Postby Leonidas300 » Mon May 10, 2010 10:26 pm

This is a good thread.

adrianus, I think that what you are doing is admirable, and I understand your motives completely. I hope to one day have the mastery of Latin that you demonstrate in this thread.

I am somewhat of a cliche on this site I am sure; I studied Latin in school where I found it fascinating, but I chose to go elsewhere for my academic thrills. I have returned to the subject and I would dearly love to be able to write in Latin with the skills of adrianus.

I would like a little advice though, and I think many of us out here would like the same; forgive me if this has already been requested.

Given the free texts on this site and bearing in mind what is available on the Perseus project, is there someone that could write a definitive list of texts, running from easiest to hardest in terms of difficulty, but that is also mapped to the learning stages of D'Ooge's Latin for Beginners et al. that the aspiring classicist could attack and digest?

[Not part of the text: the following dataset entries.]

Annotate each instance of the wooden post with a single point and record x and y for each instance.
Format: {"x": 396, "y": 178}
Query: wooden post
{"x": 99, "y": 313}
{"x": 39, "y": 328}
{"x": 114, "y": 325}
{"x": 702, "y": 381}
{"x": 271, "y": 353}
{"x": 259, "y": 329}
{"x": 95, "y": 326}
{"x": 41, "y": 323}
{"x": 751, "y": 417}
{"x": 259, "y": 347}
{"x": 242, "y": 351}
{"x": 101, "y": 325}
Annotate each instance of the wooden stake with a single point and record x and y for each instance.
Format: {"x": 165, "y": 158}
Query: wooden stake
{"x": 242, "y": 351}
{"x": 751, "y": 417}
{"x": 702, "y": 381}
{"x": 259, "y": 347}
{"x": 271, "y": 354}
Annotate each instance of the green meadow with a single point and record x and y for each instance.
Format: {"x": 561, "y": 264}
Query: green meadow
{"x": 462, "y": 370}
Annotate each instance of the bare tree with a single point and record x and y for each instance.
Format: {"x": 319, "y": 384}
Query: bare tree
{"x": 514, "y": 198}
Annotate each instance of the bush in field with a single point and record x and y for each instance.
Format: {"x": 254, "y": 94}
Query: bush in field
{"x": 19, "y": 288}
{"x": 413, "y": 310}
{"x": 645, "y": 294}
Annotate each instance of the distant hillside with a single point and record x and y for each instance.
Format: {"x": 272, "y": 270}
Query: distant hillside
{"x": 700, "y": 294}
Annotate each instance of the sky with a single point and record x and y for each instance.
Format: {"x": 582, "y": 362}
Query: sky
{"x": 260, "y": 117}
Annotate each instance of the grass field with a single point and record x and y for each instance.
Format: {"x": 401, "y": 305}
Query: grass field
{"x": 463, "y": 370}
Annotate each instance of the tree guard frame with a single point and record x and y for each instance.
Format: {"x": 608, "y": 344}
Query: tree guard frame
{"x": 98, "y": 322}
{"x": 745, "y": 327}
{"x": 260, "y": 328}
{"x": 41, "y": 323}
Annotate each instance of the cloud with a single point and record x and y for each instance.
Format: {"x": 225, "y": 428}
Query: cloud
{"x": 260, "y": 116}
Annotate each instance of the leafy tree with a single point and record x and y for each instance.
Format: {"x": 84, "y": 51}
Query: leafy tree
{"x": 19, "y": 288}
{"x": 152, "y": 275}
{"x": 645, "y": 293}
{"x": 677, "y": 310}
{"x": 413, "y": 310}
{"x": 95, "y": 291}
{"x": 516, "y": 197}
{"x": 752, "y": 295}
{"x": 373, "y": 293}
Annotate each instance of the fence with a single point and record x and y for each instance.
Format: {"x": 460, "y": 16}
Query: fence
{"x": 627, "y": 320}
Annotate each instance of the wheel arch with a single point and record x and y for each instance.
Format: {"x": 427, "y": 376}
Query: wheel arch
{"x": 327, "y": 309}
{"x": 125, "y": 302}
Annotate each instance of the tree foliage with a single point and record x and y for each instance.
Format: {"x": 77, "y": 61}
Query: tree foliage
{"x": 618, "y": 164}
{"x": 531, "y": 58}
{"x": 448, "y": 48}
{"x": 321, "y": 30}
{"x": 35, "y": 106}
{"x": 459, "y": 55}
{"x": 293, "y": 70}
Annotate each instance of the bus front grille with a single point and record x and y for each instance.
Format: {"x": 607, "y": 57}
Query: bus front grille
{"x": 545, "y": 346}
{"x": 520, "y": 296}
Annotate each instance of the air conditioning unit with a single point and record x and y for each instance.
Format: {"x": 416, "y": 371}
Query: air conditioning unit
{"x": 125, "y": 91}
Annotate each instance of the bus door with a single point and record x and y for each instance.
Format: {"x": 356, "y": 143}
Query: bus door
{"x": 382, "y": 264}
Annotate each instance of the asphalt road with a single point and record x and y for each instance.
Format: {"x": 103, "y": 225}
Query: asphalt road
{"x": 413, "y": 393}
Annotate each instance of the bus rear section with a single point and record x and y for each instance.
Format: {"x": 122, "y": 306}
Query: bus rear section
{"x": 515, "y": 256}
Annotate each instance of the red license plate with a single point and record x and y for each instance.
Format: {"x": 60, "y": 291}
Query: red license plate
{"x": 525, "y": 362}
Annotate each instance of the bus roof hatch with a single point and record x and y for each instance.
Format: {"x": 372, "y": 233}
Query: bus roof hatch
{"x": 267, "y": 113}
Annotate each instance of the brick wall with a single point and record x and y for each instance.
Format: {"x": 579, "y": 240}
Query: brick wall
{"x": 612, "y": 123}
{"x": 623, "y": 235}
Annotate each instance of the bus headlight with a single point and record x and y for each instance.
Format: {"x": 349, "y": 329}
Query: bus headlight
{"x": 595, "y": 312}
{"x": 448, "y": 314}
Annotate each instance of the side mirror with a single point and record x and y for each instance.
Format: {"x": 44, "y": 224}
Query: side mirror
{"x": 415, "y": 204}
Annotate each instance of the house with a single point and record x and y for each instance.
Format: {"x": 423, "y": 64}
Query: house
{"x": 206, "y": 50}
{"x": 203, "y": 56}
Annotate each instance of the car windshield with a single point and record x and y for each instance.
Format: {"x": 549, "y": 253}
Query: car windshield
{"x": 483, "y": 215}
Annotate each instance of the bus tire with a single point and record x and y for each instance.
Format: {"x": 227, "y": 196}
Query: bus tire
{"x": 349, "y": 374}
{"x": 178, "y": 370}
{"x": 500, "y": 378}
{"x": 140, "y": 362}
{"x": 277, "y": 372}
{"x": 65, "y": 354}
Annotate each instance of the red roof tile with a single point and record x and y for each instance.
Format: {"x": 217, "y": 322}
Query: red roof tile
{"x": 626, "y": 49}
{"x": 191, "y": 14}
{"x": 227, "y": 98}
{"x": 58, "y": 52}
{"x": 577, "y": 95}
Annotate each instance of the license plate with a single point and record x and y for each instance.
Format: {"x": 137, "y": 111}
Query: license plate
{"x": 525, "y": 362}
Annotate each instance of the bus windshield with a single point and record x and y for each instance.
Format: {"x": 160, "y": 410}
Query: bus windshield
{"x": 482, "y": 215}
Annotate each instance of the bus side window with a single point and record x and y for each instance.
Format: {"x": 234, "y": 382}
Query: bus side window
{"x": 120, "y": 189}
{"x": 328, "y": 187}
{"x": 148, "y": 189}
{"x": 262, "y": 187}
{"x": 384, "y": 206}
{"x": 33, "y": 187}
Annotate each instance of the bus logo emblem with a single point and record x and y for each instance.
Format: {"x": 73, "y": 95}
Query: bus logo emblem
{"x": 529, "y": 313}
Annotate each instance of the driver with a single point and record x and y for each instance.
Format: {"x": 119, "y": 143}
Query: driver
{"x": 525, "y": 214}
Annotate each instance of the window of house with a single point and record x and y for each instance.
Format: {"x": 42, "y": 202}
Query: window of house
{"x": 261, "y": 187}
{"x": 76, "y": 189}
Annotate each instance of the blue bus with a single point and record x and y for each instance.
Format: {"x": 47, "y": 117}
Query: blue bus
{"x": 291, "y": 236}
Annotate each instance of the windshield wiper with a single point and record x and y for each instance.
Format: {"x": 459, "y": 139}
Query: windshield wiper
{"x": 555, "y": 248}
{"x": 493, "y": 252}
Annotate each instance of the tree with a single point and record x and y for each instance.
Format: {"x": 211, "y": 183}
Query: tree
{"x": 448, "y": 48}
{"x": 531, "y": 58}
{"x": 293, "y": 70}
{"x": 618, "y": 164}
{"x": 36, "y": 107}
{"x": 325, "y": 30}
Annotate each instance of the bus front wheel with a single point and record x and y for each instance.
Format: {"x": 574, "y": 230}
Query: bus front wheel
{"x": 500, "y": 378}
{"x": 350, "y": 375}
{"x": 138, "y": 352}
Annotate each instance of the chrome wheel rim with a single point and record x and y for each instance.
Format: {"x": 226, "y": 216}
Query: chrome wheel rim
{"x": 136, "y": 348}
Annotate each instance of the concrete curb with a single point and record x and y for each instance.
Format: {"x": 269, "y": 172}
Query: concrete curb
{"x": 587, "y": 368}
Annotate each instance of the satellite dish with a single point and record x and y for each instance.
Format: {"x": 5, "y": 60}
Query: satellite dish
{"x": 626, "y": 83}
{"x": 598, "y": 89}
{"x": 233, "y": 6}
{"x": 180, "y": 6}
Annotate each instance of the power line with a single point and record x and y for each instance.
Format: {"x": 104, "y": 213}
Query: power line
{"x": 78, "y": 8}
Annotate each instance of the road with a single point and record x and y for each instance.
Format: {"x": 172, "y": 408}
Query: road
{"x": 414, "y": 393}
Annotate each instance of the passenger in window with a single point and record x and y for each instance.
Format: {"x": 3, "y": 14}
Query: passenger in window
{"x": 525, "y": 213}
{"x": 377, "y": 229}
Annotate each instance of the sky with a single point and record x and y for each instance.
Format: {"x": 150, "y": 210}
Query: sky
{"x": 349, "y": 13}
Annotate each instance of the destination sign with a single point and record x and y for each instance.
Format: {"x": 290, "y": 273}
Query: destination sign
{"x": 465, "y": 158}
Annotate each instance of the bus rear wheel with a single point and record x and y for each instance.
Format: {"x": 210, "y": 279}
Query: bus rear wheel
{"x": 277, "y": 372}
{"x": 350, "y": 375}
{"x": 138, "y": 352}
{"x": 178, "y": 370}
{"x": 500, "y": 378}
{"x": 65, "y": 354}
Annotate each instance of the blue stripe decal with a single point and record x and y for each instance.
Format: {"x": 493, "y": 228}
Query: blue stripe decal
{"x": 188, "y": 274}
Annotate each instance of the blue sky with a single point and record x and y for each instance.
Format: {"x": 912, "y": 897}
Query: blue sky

I for one would love to be able to put a marker at a stage in D'Ooge or any other learning text that said "Attempt 'X'", knowing that I would have a fairly decent chance of translating a little original material, and not the Latin equivalent of "Where's Wally" found in the learning texts themselves, which I find to be demotivating. I know that to run, you need to be able to walk, but it would be nice to have a target to aim for.

The same would be great of Greek too, and if it hasn't been done already, I think that this ordered text reading plan could be a great thing for those of us motivated by the thought of reading the original texts in the original languages.

Any help at all on this would be much appreciated, even if it is just a starter for ten, as I'm sure there will be debate on what the order of texts would be.